Lo que sucede desde aquélla época muestra cómo “la sangre” sirve en realidad para otros propósitos, como un modo de acceso a la posición social y los recursos: se trata de certificar la honra o quitarla, propósito socioeconómico y no biológico, aunque “camuflado” en el segundo. Como lo ha señalado Werner Thomas, la consecuencia de no tener “pureza de sangre” bien podía ser una “honra pulverizada” (2001). Y es que “honra no solamente significaba consideración social, sino también ascenso social, la posibilidad de mejorar su posición social y económica, y la posibilidad de integrarse en vez de vivir como un paria o como lo que hoy día se llama un ‘ciudadano de segunda’” (Thomas, 2001: 79). La gente asociaba pureza racial a pureza religiosa y la no pureza era vista como no “tener fe” ni respetar la autoridad establecida. Por su parte, “el Santo Oficio, explica Werner Thomas, institucionalizaba la sospecha hacia el converso (…) El proceso inquisitorial sería durante siglos la manera más eficaz de quitar a un individuo la honra tanto individual como social (…) Un condenado por el Santo Oficio se veía casi siempre marginado en la comunidad en donde había vivido antes de la denuncia, puesto que cualquier contacto con el estigmatizado solamente podía traer la deshonra a los cristianos y suscitar sospechas” (Thomas, 2001: 80). El llamado sambenito señalaba a una persona en la cual no se podía tener confianza, recuerda Thomas (2001).

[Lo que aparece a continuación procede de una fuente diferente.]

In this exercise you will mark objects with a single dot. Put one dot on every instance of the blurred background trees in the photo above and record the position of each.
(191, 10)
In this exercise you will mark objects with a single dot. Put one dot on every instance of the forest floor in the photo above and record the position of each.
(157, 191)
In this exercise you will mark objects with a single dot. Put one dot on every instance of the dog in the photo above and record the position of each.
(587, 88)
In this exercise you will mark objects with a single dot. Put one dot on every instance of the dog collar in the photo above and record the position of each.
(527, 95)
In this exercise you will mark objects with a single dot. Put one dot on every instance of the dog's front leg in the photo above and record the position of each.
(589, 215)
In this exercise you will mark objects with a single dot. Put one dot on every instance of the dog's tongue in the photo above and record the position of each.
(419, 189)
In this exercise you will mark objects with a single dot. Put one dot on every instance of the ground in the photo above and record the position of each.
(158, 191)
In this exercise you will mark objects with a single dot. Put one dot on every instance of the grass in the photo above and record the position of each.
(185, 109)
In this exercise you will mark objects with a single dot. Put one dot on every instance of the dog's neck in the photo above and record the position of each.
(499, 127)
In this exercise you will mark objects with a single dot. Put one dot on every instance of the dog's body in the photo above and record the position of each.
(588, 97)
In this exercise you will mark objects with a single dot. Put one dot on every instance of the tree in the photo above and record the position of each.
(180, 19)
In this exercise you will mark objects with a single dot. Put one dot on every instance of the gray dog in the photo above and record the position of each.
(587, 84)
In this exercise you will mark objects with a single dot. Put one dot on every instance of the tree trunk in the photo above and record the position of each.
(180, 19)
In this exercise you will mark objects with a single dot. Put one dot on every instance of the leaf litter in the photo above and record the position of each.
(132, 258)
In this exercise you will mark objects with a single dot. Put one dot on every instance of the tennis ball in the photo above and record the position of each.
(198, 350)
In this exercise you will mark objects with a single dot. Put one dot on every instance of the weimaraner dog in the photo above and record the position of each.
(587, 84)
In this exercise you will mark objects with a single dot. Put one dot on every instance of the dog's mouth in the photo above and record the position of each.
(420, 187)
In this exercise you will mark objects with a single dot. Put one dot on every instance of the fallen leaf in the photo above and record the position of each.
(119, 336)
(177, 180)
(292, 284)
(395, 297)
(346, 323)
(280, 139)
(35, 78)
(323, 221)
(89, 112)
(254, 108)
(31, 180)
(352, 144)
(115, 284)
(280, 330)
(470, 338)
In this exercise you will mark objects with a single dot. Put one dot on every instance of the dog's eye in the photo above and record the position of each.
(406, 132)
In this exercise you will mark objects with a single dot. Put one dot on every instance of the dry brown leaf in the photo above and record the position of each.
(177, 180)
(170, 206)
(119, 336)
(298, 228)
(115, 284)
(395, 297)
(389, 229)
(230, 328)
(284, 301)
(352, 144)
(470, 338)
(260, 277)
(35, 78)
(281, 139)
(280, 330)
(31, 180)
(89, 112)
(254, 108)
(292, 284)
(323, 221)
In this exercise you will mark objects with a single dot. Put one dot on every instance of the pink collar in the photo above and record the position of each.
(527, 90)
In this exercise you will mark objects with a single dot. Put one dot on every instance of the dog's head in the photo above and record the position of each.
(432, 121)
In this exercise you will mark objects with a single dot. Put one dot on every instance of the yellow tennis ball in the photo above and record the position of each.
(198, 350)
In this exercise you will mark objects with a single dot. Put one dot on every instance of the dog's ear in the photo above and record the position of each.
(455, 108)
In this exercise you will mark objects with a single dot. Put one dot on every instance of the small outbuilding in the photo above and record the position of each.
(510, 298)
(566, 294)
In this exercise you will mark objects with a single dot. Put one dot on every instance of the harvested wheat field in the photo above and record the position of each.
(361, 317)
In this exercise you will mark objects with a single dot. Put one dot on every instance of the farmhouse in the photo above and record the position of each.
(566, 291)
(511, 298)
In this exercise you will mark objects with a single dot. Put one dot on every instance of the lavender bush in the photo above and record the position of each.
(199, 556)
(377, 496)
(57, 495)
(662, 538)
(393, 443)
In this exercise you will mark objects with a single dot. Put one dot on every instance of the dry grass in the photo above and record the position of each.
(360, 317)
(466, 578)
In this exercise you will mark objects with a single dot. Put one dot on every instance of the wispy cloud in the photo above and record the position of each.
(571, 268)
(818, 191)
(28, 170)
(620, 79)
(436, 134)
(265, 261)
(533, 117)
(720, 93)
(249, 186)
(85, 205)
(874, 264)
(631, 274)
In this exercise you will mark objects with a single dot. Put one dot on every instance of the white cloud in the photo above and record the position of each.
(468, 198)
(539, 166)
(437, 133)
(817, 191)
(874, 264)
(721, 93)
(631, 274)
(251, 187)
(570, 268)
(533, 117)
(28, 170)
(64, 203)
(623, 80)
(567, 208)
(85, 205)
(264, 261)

Juan Hernández Franco ha mostrado que en realidad la limpieza de sangre es un modo de separar a la cristiandad de élite de la popular, y de garantizar “valores elitistas”: “los estimados, los prestigiados, los honorificados como propios y modélicos de la élite (…)” (Hernández Franco, 1996: 63). Más de que de algo dirigido contra el converso- judío o morisco- es, siempre según Hernández Franco, “(…) un instrumento utilizado por las instituciones afines a la cultura de élite para proteger su preeminencia, para asegurar su hegemonía y reproducción cultural, para preservarse de la cultura popular y de sus formas de manifestación y actitudes, para filtrar la entrada de individuos con valores populares, viles, bajos” (Hernández Franco, 1996: 63-64), tachados de “vulgares”. La forma de establecer la prueba no es genética y se basa en lo que Lévy-Bruhl llama “establecer una convicción sobre un punto incierto” a partir de la “pública voz y fama” (Hernández Franco, 1996: 91).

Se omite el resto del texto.